If you have played around with USMT a bit you may have noticed that both Scanstate and Loadstate require that StorePath (the path provided on the command line to where you'd like the migration store placed) be simply a path.  However, when creating a compressed migration store (the default behavior) Scanstate places the .mig migration store in a subdirectory of StorePath.  For example, if run the following command:

Scanstate c:\test_store [... lots of other switches]

When complete, my directory structure will be as follows:

Directory of C:\test_store\USMT3

03:19 PM    <DIR>          .
03:19 PM    <DIR>          ..
03:20 PM         7,833,045 USMT3.MIG
               1 File(s)      7,833,045 bytes
               2 Dir(s)
 

More curiously, Loadstate also expects that StorePath be simply a path to a top level directory -- in fact the same path that was provided to Scanstate.  So, in the above example, my Loadstate command line will need to look like:

Loadstate c:\test_store [... lots of other switches]

It can't look like:

Loadstate c:\test_store\USMT3\USMT3.MIG [... lots of other switches]

(this will produce an error regarding StorePath being invalid)

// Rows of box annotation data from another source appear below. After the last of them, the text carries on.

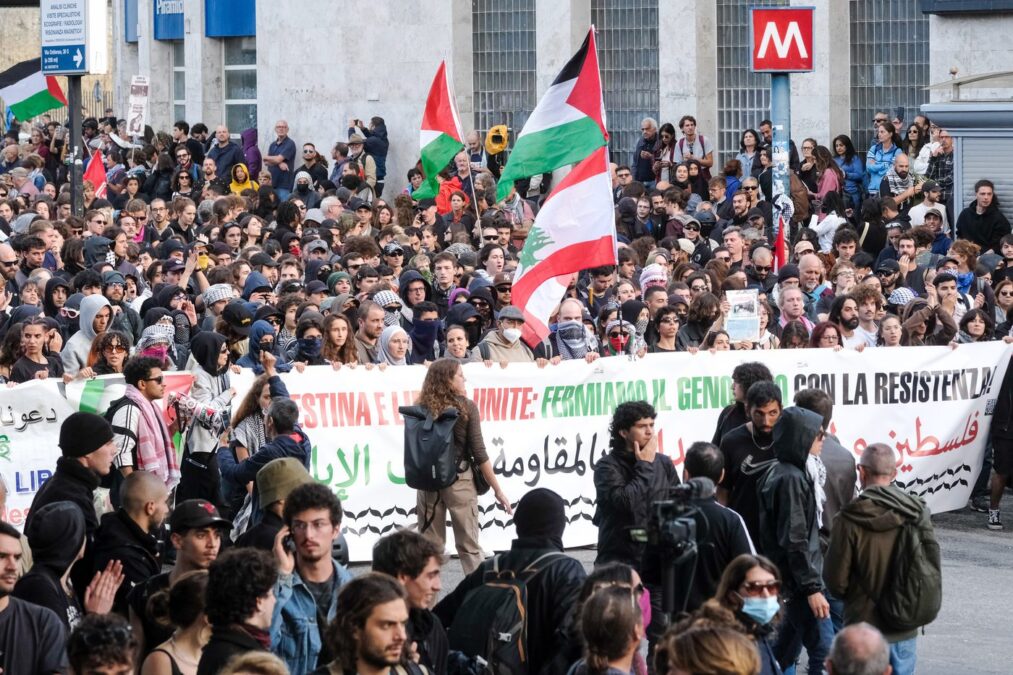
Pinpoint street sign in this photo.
[40,0,108,75]
[750,7,815,73]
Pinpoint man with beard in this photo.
[92,471,169,615]
[102,270,144,345]
[0,521,67,674]
[270,481,352,673]
[717,380,781,552]
[827,295,865,349]
[0,243,20,310]
[127,500,232,656]
[312,572,413,675]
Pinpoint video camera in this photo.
[631,478,713,616]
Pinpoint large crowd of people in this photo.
[0,102,1013,674]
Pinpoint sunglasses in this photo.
[741,581,781,597]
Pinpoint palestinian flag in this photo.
[0,59,67,120]
[496,26,609,200]
[513,147,617,346]
[411,61,464,201]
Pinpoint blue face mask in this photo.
[743,595,781,625]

Why doesn't Scanstate or Loadstate allow you skip this forced directory hierarchy and directly handle the .mig file?  The reason is simple but subtle.  As discussed in a previous post, USMT allows two different kinds of migration stores.  The first is the compressed migration store covered above, and the second is the uncompressed migration store.  Lets come back to this question after we look at the directory structure of an uncompressed migration store.  If we run the following command:

Scanstate c:\test_store_unc /nocompress [... lots of other switches]

We get something like this:

Directory of C:\test_store_unc\USMT3

03:46 PM    <DIR>          .
03:46 PM    <DIR>          ..
03:44 PM        36,357,347 catalog.mig
03:44 PM         2,156,848 MIGSTATE.DAT
03:46 PM                 0 status.~lg
               3 File(s)     38,514,195 bytes
               2 Dir(s)
 

By requiring that StorePath be the top level directory we can essentially abstract away the need to specify different paths to different file formats for our different migration store formats.  As we can see above, regardless of whether or not I have created a .mig file or both a .dat and .mig file, all I need to know is the top level directory.